Ik noem u het voorbeeld van de IJsseldelta. In dit gebied zijn er
verschillende ruimtelijke ontwikkelingen aan de gang. Zoals de aanleg van
de Hanzelijn, de opwaardering van de N50 naar de A50 en de bouw van 4.000
tot 6.000 nieuwe woningen. Er zijn kansen om al deze projecten op elkaar af
te stemmen en een win-win-situatie te creëren. Door bijvoorbeeld een
hoogwatergeul rond Kampen te maken is zowel de ruimtelijke kwaliteit als de
duurzame afvoer van hoogwater beter gewaarborgd.
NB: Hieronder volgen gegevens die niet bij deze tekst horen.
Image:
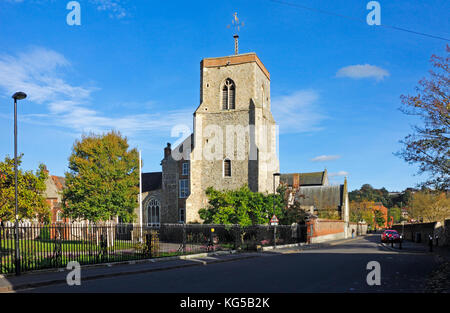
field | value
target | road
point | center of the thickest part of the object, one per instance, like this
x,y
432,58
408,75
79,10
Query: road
x,y
339,268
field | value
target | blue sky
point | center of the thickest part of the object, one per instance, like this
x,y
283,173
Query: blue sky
x,y
134,66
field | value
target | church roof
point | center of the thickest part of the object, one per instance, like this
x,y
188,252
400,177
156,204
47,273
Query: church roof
x,y
151,181
322,197
304,179
234,60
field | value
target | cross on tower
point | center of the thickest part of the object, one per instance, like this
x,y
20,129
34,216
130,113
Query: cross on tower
x,y
237,26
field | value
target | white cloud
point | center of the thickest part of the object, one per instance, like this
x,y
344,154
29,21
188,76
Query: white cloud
x,y
40,73
324,158
297,112
115,7
340,173
363,71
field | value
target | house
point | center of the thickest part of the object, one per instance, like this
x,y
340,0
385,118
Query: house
x,y
54,186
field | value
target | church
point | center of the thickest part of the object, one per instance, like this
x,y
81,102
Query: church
x,y
234,143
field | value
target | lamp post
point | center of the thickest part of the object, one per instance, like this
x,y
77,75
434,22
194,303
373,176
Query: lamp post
x,y
17,96
275,226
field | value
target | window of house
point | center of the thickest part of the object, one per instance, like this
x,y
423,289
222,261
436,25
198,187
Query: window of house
x,y
228,95
153,209
182,215
227,168
185,169
184,188
263,97
59,216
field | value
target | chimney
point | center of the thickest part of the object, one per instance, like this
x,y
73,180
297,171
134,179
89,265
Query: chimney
x,y
167,151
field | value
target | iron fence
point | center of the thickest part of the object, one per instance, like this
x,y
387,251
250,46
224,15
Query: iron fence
x,y
53,246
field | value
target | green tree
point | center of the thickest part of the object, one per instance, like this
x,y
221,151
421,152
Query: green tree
x,y
430,206
31,188
379,218
241,206
396,213
429,144
368,193
103,179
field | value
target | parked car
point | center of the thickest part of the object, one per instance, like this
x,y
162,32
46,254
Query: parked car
x,y
390,234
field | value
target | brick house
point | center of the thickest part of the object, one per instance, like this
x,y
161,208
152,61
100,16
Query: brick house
x,y
54,186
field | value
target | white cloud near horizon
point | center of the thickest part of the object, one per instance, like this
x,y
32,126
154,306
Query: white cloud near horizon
x,y
298,112
363,71
40,73
116,8
340,173
324,158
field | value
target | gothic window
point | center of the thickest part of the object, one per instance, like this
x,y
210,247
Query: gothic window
x,y
227,168
59,217
153,212
185,169
184,188
263,95
228,95
182,215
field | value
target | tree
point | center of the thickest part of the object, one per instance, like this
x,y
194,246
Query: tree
x,y
379,218
428,145
362,211
103,179
396,214
31,187
368,193
430,206
292,209
241,206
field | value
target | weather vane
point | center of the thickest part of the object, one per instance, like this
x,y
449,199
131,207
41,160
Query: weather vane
x,y
237,25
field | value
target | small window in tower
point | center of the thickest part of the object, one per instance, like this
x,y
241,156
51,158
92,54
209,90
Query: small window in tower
x,y
182,215
225,97
228,95
227,168
185,169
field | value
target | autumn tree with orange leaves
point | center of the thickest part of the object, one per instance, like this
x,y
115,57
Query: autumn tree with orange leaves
x,y
428,145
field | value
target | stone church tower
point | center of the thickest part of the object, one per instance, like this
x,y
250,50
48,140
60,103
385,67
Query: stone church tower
x,y
234,131
234,142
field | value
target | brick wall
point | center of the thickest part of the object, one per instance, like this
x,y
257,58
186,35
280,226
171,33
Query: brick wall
x,y
320,230
418,232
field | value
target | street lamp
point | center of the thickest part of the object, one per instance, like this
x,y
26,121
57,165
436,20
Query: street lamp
x,y
275,226
17,96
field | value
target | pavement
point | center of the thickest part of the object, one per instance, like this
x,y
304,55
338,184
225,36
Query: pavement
x,y
42,278
439,279
333,268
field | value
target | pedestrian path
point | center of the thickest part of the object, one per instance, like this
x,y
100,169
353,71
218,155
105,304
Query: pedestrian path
x,y
43,278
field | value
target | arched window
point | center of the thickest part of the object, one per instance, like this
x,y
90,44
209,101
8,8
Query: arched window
x,y
263,95
228,95
153,212
227,168
59,216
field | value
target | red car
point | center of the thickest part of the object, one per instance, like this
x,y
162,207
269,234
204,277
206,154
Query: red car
x,y
389,235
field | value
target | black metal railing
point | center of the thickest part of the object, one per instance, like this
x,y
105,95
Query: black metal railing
x,y
53,246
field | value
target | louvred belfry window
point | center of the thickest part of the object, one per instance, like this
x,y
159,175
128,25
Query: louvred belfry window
x,y
227,168
228,95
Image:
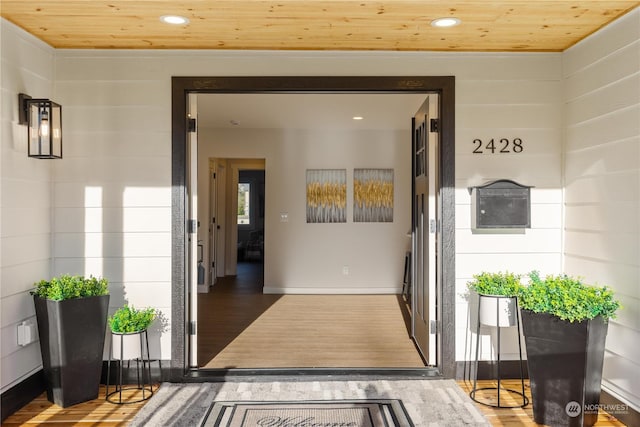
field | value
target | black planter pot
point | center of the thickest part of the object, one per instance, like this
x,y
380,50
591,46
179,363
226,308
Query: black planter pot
x,y
565,368
72,334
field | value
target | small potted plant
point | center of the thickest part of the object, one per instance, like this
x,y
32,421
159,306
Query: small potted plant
x,y
71,312
565,328
127,325
497,292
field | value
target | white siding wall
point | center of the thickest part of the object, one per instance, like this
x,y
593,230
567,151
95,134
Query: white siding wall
x,y
117,141
25,200
602,173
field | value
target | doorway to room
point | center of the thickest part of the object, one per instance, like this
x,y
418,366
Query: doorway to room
x,y
445,291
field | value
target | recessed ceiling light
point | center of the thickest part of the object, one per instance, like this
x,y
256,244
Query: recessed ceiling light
x,y
445,22
174,19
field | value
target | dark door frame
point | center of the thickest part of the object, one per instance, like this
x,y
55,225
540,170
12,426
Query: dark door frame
x,y
181,87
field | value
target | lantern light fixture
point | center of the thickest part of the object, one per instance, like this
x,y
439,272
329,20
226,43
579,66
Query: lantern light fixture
x,y
43,118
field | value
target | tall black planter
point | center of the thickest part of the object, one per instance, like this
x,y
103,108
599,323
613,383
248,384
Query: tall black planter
x,y
565,368
72,336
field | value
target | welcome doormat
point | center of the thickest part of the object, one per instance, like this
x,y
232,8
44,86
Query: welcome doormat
x,y
325,413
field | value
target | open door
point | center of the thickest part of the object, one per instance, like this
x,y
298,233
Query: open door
x,y
192,232
214,220
425,228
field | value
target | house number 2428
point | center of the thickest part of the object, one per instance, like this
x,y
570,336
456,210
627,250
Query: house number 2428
x,y
502,145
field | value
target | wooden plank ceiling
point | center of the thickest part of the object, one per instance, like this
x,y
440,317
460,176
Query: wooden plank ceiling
x,y
520,26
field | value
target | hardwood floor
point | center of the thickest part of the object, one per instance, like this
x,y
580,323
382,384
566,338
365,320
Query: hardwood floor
x,y
239,327
291,331
104,414
96,412
512,417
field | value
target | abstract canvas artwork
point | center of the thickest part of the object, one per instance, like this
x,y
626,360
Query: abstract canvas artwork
x,y
373,195
326,195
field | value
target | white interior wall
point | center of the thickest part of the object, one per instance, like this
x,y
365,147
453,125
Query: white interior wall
x,y
25,200
309,258
602,188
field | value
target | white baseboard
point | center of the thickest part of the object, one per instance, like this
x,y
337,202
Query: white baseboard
x,y
332,291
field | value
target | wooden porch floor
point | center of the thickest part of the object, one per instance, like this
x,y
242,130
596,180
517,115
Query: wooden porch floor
x,y
229,334
104,414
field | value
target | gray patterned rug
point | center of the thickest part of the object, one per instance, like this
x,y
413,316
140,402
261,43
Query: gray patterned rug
x,y
428,403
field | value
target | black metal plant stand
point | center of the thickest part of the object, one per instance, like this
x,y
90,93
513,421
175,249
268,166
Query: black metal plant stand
x,y
145,387
472,394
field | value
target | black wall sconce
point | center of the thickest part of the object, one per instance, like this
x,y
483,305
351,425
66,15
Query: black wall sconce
x,y
44,123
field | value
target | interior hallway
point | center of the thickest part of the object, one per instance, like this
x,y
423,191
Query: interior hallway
x,y
240,327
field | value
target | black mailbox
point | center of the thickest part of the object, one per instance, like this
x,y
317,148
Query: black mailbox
x,y
501,204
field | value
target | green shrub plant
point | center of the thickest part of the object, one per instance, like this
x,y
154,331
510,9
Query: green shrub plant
x,y
501,284
567,298
129,319
68,287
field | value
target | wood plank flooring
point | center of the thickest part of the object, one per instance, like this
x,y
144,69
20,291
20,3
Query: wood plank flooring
x,y
239,327
104,414
96,412
512,417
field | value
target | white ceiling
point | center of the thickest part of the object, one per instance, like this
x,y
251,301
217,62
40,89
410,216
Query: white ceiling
x,y
308,111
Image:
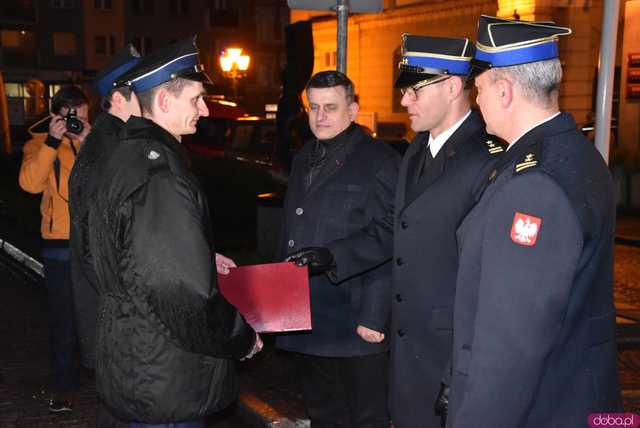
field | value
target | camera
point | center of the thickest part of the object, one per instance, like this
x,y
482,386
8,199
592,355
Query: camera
x,y
74,125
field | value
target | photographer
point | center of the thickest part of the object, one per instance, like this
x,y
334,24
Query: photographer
x,y
46,164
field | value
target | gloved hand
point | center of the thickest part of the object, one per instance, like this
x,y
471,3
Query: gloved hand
x,y
319,259
441,406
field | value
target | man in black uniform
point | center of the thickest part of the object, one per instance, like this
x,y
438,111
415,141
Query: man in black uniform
x,y
166,336
534,324
339,181
118,104
435,191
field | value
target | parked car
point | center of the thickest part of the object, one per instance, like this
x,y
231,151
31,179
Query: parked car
x,y
236,136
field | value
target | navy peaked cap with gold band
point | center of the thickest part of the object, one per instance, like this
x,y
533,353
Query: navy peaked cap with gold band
x,y
179,60
505,42
123,61
426,57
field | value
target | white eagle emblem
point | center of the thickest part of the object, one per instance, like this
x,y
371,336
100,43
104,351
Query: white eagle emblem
x,y
525,228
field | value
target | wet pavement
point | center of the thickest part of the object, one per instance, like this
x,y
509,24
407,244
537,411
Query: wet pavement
x,y
269,392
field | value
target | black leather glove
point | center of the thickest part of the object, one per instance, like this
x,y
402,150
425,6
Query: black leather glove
x,y
441,406
319,259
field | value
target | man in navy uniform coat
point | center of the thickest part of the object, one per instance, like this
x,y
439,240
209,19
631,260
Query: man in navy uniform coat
x,y
340,180
534,322
449,154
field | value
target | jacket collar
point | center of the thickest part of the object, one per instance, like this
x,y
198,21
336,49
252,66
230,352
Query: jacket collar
x,y
413,189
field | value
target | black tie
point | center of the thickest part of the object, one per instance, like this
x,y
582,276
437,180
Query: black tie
x,y
427,157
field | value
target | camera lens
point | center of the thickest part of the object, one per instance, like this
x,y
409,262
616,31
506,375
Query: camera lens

Bij dit soort projecten komt meteen een dilemma naar boven: wie is bereid
om nu die meerkosten te betalen? Moet de overheid dat doen? De burger? Of
zijn verzekeringsmaatschappijen bereid mee te betalen?
Plannen worden veelal nog niet bekeken door een lange-termijn-bril. Maar
daar gaan we vanaf vandaag verandering in brengen: samen.
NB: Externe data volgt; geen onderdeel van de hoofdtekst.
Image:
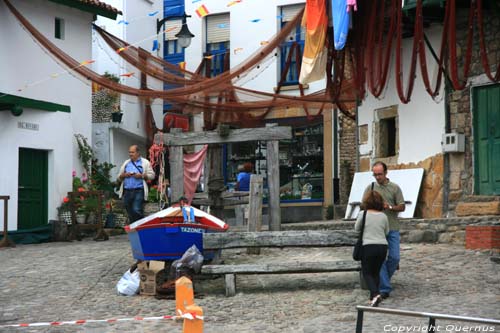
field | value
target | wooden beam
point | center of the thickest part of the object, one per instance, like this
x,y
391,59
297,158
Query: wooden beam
x,y
295,238
273,182
255,207
284,267
235,135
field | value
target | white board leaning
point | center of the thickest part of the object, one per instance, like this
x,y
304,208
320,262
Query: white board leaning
x,y
409,180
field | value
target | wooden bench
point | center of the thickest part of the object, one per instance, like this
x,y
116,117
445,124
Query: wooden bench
x,y
278,239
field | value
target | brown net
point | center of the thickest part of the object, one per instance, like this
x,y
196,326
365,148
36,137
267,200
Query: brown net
x,y
194,93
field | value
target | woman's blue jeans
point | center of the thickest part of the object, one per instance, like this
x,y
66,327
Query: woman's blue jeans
x,y
391,263
133,204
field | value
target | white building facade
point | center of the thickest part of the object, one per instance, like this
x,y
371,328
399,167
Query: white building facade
x,y
38,142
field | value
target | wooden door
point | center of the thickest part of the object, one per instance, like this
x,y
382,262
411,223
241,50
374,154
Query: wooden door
x,y
32,208
486,114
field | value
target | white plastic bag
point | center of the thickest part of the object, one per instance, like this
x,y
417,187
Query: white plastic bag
x,y
128,284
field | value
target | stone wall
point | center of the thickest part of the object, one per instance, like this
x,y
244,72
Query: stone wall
x,y
347,155
461,164
442,230
438,230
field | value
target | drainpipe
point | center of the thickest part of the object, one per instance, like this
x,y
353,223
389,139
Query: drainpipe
x,y
447,127
357,136
335,159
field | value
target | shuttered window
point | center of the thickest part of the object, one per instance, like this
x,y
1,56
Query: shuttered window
x,y
289,12
296,36
217,28
172,27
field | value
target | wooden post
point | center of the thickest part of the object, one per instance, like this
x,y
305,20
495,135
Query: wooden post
x,y
6,242
273,183
215,180
176,170
255,207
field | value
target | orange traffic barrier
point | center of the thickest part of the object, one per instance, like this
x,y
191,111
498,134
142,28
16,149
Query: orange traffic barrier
x,y
184,294
194,325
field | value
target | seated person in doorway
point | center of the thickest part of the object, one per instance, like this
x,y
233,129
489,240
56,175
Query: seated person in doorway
x,y
243,178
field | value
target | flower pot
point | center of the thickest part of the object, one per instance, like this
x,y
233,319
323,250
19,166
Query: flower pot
x,y
80,218
65,216
116,117
151,208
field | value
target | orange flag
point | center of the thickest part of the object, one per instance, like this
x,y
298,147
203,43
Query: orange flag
x,y
315,53
202,11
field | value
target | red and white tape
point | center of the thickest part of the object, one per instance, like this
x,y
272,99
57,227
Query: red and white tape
x,y
190,316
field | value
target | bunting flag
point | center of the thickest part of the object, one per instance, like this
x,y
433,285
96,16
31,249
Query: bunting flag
x,y
86,62
202,11
341,20
232,3
314,59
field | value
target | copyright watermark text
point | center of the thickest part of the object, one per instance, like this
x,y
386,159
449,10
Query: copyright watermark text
x,y
439,328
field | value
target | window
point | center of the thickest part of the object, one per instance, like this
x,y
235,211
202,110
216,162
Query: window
x,y
386,132
59,28
295,40
174,53
217,47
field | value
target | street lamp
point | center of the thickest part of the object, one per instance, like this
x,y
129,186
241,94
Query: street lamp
x,y
184,36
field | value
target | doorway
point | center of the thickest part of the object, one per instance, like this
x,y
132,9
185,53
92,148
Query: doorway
x,y
32,210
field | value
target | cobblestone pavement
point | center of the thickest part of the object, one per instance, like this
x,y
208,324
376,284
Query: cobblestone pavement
x,y
68,281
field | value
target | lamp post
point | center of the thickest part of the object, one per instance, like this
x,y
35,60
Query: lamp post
x,y
184,35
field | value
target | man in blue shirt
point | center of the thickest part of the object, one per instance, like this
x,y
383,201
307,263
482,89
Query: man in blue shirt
x,y
133,189
243,178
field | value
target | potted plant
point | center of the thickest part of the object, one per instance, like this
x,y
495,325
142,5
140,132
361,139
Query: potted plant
x,y
64,212
116,116
153,203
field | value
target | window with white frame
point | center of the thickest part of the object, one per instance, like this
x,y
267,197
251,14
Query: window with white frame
x,y
217,47
295,40
59,28
386,132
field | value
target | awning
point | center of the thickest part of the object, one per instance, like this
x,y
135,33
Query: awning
x,y
92,6
15,104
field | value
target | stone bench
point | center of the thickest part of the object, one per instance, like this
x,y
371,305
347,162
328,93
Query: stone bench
x,y
278,239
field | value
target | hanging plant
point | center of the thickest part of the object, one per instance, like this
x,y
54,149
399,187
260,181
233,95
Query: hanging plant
x,y
85,152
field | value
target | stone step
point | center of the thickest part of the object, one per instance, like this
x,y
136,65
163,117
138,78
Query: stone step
x,y
478,208
481,198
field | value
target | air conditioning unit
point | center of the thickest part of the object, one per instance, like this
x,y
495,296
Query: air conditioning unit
x,y
453,143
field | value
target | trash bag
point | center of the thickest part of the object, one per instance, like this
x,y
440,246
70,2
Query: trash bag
x,y
129,283
189,264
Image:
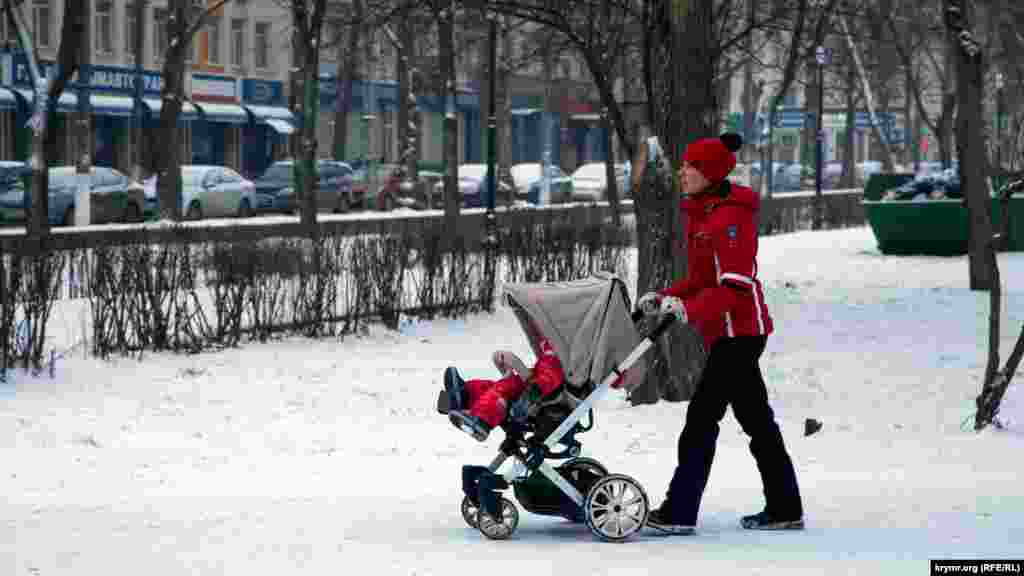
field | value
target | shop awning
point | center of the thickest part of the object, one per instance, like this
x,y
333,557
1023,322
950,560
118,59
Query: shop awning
x,y
279,118
102,105
188,111
223,113
68,101
7,99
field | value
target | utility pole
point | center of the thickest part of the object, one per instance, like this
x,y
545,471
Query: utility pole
x,y
750,101
138,88
822,55
84,165
546,127
491,239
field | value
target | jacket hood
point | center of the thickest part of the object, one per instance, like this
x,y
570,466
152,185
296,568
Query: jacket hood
x,y
742,196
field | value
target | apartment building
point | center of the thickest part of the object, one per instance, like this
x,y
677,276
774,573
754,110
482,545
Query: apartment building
x,y
236,81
En dat gaat lukken, daar ben ik van overtuigd. Want als er iets is dat ons
kenmerkt, dan is het dat wij altijd gericht zijn op de toekomst en
vooruitgang. We durven risico's te nemen, werken daarbij samen en zijn niet
bang voor de strijd tegen de elementen. Met die inzet is Nederland
opgebouwd en met die inzet zal ons land ook klimaatbestendig worden
gemaakt.
En laten we wel wezen - en hier komt de koopman toch weer om de hoek kijken
- er is ook geld te verdienen. Er liggen geweldige kansen op het gebied van
innovatie. Onze unieke expertise kunnen we in het buitenland goed verkopen.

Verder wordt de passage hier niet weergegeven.